When the 2,3, 5-tribenzyloxy-D-ribonic acid-1, 4-lactone is synthesized by oxidation in a continuous flow microchannel reactor, the reaction temperature is accurately controlled by an external heat exchanger, for example, the temperature of the microchannel reactor is 0-15 ℃.

Furthermore, the time of the microchannel reaction is 80-120 s, preferably 80-103 s. For example 80s, 85s, 90s, 100s, 103s or 120 s.

In a preferred embodiment, in step (4), the reaction mass is quenched with sodium thiosulfate or sodium bisulfite. In a more preferred embodiment, after the quenching reaction with sodium thiosulfate, the reaction mixture is separated, washed with an aqueous solution of sodium thiosulfate or sodium bisulfite, and concentrated.

In the prior art, sodium hypochlorite serving as an oxidant is quenched by a sodium thiosulfate aqueous solution, and after liquid separation, an organic phase is concentrated to obtain a crude product of 2,3, 5-tribenzyloxy-D-ribose. In contrast, in the invention, when the materials after the reaction in the microchannel are subjected to post-treatment, sodium thiosulfate or sodium bisulfite is firstly adopted for quenching reaction, then standing and liquid separation are carried out, and the separated organic phase is washed by sodium thiosulfate or sodium bisulfite aqueous solution, so that the use amount of sodium thiosulfate can be greatly reduced, the wastewater discharge is reduced, and the cost is saved.

In one scheme, during the quenching reaction in the step (4), the mass ratio of NaClO to sodium thiosulfate or sodium bisulfite is 1: 0.2-4.5; preferably 1: 0.5-3.

Furthermore, the mass volume ratio of the sodium thiosulfate to the water in the sodium thiosulfate solution is 1: 5-1: 20g/ml, and preferably 1: 6-1: 14 g/ml.

Furthermore, the mass volume ratio of the sodium bisulfite to the water in the sodium bisulfite solution is 1: 5-1: 20g/ml, preferably 1: 6-1: 14 g/ml.

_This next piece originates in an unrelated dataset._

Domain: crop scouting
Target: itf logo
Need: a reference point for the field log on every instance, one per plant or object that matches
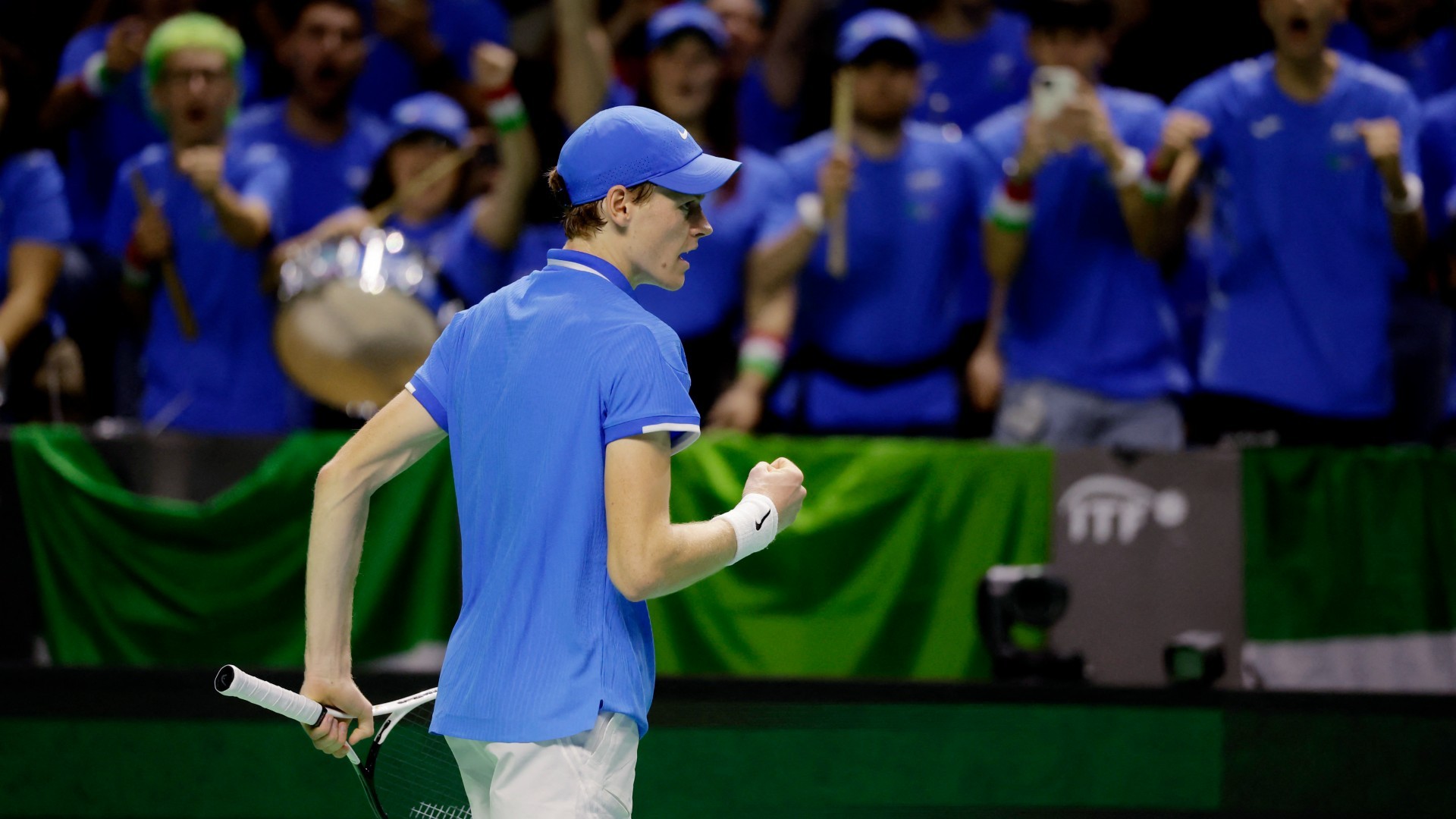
(1103, 506)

In one scheme, in the step (4), the flow rate of the solution of the material A is 15-55 ml/min; the flow rate of the solution of the material B to be conveyed is 15-70 ml/min; the flow rate of the solution for conveying the material C is 4-55 ml/min.

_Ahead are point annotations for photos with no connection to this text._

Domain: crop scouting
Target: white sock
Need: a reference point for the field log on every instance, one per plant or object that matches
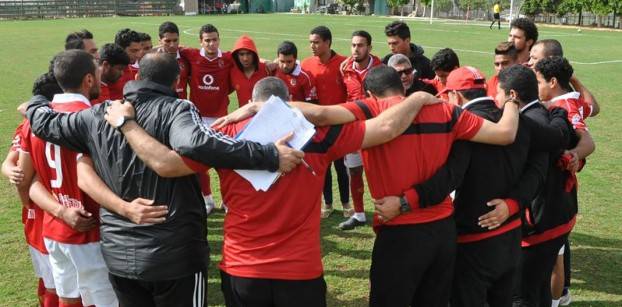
(360, 216)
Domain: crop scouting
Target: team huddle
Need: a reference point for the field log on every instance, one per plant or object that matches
(473, 181)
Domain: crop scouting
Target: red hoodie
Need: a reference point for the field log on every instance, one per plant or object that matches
(242, 84)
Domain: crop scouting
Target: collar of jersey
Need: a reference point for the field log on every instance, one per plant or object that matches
(70, 97)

By adopting the technical scheme of the invention, the advantages are as follows:

the invention provides a method for preparing 2,3, 5-tribenzyloxy-D-ribonic acid-1, 4-lactone by oxidizing 2,3, 5-tribenzyloxy-D-ribose sodium hypochlorite by using a microchannel reactor. The preparation method of the invention can be used for continuous production, the materials after the reaction can be directly subjected to post-treatment operation, the post-treatment is simple, the yield of the product is more than 95%, the purity is more than 99%, and the preparation method is particularly suitable for industrial large-scale production, so that the chemical production is more economical and environment-friendly.

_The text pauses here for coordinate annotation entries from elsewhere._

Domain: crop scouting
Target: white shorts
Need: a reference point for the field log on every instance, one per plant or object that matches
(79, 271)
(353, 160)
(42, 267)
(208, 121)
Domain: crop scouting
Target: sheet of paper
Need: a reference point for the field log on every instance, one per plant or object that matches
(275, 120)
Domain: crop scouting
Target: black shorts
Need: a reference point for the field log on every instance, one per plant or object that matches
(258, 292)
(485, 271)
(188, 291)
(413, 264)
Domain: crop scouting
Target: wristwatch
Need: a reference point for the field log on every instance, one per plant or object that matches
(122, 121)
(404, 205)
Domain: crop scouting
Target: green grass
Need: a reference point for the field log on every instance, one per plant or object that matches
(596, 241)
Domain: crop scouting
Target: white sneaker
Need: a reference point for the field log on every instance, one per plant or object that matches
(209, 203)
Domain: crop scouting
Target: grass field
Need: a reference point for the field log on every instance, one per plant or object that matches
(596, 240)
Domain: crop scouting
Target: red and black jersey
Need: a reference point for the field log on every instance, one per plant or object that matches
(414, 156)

The micro-channel reactor adopted by the invention is acid and alkali resistant, can be conveniently assembled and disassembled, and can be adjusted according to actual requirements.

Detailed Description

The process for the oxidative preparation of 2,3, 5-tribenzyloxy-D-ribono-1, 4-lactone according to the invention is further illustrated by the following examples, which are not intended to limit the invention in any way.